The U.S.-China trade battle bleeds into oil
The U.S.-China trade war is no longer sparing some major energy equipment and commodities, including crude oil, while U.S. natural gas exports still remain outside the struggle.
The big picture: In recent days, analysts have been grappling with a few major questions when it comes to oil, including: how specific trade flows will be affected and whether the wider economic fallout from the U.S.-China fight will hinder worldwide oil demand.
- Crude exports to China were about 380,000 barrels per day in March, according to U.S. federal data.
ICYMI: Late Friday, Chinese officials floated lists of U.S. products that would be hit with tariffs in response to the White House's announcement of $50 billion in planned tariffs against Chinese goods.
- The long list includes coal and crude oil, a product that energy-hungry China has been importing in growing volumes from the U.S.
Be smart: A big thing to watch is whether the crude and petroleum product penalties ultimately come to pass. Both countries are proposing two waves of tariffs, and crude is not on the first list of products subject to penalties that starts in early July.
"Taking the two-step retaliation and including crude oil on the second list may indicate how the Chinese are not particularly eager to impose the tariff on U.S. crude oil, and are wishing there may arise some breakthrough in trade talks that would thwart a need for them to carry out the second step."— Jane Nakano of the Center for Strategic and International Studies tells Axios
- ClearView Energy Partners said in a note: "The U.S. and China could potentially retract their first-wave proposals. Or, the first-wave proposals could go into force without further action towards the second-wave proposals, largely sparing most fossil energy flows."
Go deeper: This S&P Global Platts story notes that while there are plenty of buyers for U.S. crude, the Chinese action could have an impact.
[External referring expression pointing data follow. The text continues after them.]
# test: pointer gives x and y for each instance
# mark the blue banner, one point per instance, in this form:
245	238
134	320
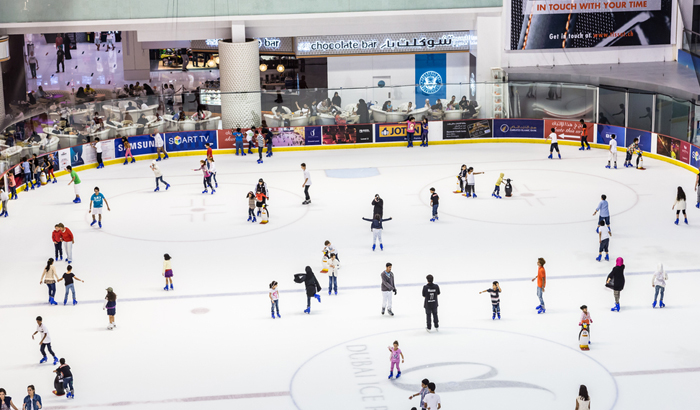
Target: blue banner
312	135
431	76
518	128
644	139
140	145
606	131
189	140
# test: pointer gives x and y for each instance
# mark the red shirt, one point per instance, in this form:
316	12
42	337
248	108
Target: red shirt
67	235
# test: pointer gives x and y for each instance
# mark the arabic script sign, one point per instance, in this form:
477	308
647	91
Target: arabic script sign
384	43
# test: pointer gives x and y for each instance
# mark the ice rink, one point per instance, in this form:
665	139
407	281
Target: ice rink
211	343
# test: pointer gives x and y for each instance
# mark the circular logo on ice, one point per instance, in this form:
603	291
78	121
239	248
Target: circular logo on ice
430	82
467	365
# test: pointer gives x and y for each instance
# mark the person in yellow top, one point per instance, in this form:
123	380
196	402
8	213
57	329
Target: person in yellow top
497	190
49	278
168	271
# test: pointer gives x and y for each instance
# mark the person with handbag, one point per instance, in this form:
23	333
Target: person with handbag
616	282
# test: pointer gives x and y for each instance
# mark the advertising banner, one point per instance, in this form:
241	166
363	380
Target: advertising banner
466	129
347	134
566	24
567	130
140	145
606	131
395	132
644	139
189	140
518	128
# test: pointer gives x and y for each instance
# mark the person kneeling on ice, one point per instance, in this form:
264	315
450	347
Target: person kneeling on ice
377	229
312	286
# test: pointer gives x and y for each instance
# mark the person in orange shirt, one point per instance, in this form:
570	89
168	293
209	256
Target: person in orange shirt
541	282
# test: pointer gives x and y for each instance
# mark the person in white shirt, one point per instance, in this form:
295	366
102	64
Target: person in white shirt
554	145
613	152
432	400
306	184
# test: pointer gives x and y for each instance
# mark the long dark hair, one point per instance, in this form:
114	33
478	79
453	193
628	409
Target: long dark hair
583	392
680	196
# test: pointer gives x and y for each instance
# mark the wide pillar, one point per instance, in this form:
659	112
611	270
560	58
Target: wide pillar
240	84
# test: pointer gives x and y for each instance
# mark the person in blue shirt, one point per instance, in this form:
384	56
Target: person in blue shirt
604	211
96	201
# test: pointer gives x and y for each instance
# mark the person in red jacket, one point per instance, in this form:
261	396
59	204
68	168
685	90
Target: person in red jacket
68	242
57	238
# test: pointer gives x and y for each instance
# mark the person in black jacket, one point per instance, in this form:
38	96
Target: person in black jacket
430	293
616	281
378	204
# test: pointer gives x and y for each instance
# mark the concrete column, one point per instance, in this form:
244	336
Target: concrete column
240	84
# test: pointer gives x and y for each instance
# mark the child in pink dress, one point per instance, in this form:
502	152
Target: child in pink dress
395	354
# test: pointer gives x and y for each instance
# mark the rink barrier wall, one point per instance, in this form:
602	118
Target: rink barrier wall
385	135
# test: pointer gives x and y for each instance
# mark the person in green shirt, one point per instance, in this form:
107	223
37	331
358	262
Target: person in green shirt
75	180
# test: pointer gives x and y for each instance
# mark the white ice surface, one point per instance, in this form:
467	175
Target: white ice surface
162	355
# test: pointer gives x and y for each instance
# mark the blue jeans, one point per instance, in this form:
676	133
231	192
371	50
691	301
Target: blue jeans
69	288
660	289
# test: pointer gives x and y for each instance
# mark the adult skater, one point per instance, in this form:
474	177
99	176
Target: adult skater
388	288
75	180
430	294
616	281
306	184
378	204
658	282
48	277
584	136
159	176
45	341
554	145
377	229
613	151
96	201
541	283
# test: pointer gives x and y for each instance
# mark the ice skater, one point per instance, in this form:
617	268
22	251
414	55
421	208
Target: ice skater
275	299
495	292
48	277
206	177
604	235
471	182
394	358
388	288
434	203
96	206
541	282
616	281
497	190
69	276
45	341
110	306
679	205
377	229
658	282
168	271
159	176
554	145
613	152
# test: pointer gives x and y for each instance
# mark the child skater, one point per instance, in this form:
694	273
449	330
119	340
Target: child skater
168	271
110	306
251	206
604	235
274	298
497	190
679	205
207	177
471	181
395	354
495	299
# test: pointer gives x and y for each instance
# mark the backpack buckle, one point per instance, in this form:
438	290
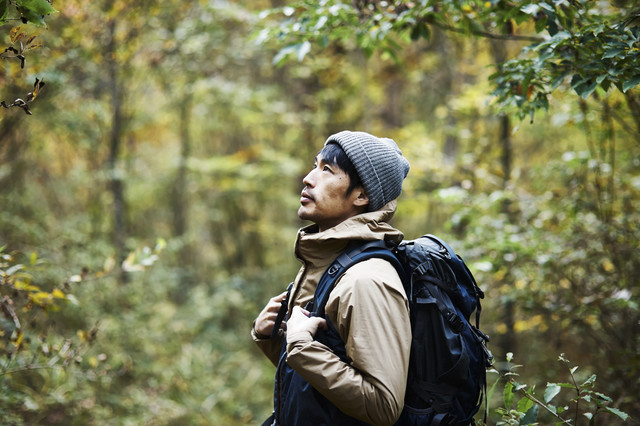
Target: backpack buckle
454	321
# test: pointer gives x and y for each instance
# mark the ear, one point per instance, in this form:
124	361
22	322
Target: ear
361	200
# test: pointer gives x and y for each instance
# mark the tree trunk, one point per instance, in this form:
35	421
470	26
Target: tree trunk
116	183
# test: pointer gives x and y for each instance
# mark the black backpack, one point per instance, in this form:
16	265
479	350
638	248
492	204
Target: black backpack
449	357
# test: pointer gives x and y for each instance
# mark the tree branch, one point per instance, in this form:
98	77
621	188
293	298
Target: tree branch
485	34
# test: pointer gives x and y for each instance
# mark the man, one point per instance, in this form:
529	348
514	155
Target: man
349	195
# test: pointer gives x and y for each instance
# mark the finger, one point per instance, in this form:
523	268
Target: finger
279	298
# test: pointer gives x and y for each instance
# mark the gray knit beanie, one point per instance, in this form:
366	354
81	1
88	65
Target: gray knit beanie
379	163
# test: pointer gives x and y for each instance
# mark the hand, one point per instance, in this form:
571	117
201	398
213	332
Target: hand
267	318
299	321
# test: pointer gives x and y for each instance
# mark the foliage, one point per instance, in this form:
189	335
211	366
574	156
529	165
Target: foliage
213	142
22	40
39	355
585	400
584	42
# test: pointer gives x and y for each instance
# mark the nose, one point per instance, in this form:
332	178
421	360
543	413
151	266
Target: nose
308	179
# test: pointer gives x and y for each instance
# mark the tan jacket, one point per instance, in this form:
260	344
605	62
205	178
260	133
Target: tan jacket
369	309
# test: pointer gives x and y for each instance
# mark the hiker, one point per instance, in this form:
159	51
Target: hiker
356	360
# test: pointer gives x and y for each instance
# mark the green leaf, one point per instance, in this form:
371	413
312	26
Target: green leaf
541	24
590	381
524	405
552	390
631	83
530	9
41	7
624	416
4	10
531	416
612	53
507	395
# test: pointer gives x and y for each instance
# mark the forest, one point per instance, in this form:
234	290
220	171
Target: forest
151	161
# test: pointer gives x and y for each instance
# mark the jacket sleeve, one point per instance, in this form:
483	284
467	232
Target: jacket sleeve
370	311
271	347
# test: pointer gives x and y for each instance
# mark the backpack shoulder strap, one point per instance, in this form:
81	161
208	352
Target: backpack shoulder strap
353	254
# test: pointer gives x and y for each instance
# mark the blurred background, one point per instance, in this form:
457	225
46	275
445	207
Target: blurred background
148	203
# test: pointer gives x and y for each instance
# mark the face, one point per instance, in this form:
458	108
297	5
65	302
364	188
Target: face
324	199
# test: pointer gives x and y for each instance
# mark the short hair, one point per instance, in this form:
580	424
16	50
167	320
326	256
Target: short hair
333	154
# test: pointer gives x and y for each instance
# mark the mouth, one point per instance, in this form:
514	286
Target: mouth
305	197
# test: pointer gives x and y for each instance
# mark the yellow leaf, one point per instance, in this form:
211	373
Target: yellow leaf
109	264
40	297
608	266
56	293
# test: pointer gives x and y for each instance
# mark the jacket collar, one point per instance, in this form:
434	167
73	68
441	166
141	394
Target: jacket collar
318	249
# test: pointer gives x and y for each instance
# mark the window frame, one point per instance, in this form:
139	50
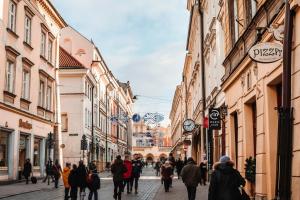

Jason Bordoff of Columbia University's Center on Global Energy Policy notes that it could lower the price of U.S. oil on global markets, and even have a broader impact on the price of oil.
- "[T]he rising threat of a trade war is a risk to global economic growth rates, which could lower global crude demand growth by several hundred thousand barrels a day and thus depress prices," he said.
- Yet the scope of those effects remains uncertain in these early days.
One possible future: In a note Monday, Goldman Sachs predicted that the tariffs would result in some redirected U.S. crude flows, but as proposed probably won't harm global demand much — perhaps 20,000 to 40,000 barrels per day, which is very little in a nearly 100 million barrels per day global market.
- Yes, but: "Key will be how the situation evolves with both potential for de-escalation or even larger tariffs, which would threaten oil demand growth more materially," their analysts said.
Why LNG is spared: The liquefied natural gas sector is another place where China could hit the U.S. But they have strong reasons not to go there, Wood Mackenzie said in a note Monday morning.
- "Firstly, LNG demand is growing rapidly in China. Secondly, the US will be the key source of incremental supply growth in 2018 and 2019," said Nicholas Browne, a senior gas analyst with the consultancy, in a short note Monday.
- U.S. LNG provided 4% of Chinese supply past year, but is poised to provide 30% of their incremental supply growth this year and 45% in 2019, he said.